Billing an E/M code on the same DOS as an injection procedure is warranted IF documentation supports it. Keep that "rule" in mind first before looking at anything else (new patient, established patient, appointment reason...).

If the appointment is made for just the injection AND that is all that is documented as done, then the injection administration & J codes are billed with no E/M.
If the appointment is made for just the injection BUT the doctor documented items (HPI, exam....) to support an E/M code, then the E/M, injection administration & J codes are billed.

Hope this helps.
 
There's a good article on this in the June 2015 AAPC Healthcare Business Monthly.

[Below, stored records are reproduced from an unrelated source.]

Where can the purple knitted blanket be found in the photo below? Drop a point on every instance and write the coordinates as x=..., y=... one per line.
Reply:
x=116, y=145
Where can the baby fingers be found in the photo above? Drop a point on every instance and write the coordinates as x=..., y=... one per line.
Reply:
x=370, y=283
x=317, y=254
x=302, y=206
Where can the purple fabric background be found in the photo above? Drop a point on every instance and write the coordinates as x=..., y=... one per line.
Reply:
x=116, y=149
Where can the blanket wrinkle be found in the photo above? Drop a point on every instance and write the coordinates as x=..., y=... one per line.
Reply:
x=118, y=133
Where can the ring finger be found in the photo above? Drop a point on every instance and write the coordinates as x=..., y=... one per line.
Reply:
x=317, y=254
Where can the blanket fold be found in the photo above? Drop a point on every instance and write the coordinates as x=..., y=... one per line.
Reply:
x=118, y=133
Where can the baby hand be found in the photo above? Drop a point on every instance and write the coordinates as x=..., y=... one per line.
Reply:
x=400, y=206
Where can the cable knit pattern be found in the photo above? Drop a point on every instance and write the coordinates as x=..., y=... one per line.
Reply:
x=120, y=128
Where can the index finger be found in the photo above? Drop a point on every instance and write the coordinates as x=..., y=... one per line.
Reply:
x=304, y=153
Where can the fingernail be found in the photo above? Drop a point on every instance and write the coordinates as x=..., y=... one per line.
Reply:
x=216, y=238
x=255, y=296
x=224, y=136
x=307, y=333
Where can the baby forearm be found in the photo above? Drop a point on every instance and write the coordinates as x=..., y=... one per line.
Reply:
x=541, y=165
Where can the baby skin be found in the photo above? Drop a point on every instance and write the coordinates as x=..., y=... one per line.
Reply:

The CMS publication Global Surgery Fact sheet is also helpful:

https://www.cms.gov/Outreach-and-Ed...oducts/downloads/GloballSurgery-ICN907166.pdf

Medicare generally does not consider the fact that a patient is new to be sufficient in an of itself to support the modifier 25. The E&M that is done has to be more than the usual pre-operative work and if "the decision to perform the minor procedure is typically done immediately before the service, it is considered a routine preoperative service and a visit or consultation is not billed in addition to the procedure." There's a lot of grey area here - I think we all struggle with this. But I think it's pretty clear that just documenting a history and exam before the procedure is not really sufficient in and of itself to support the modifier 25.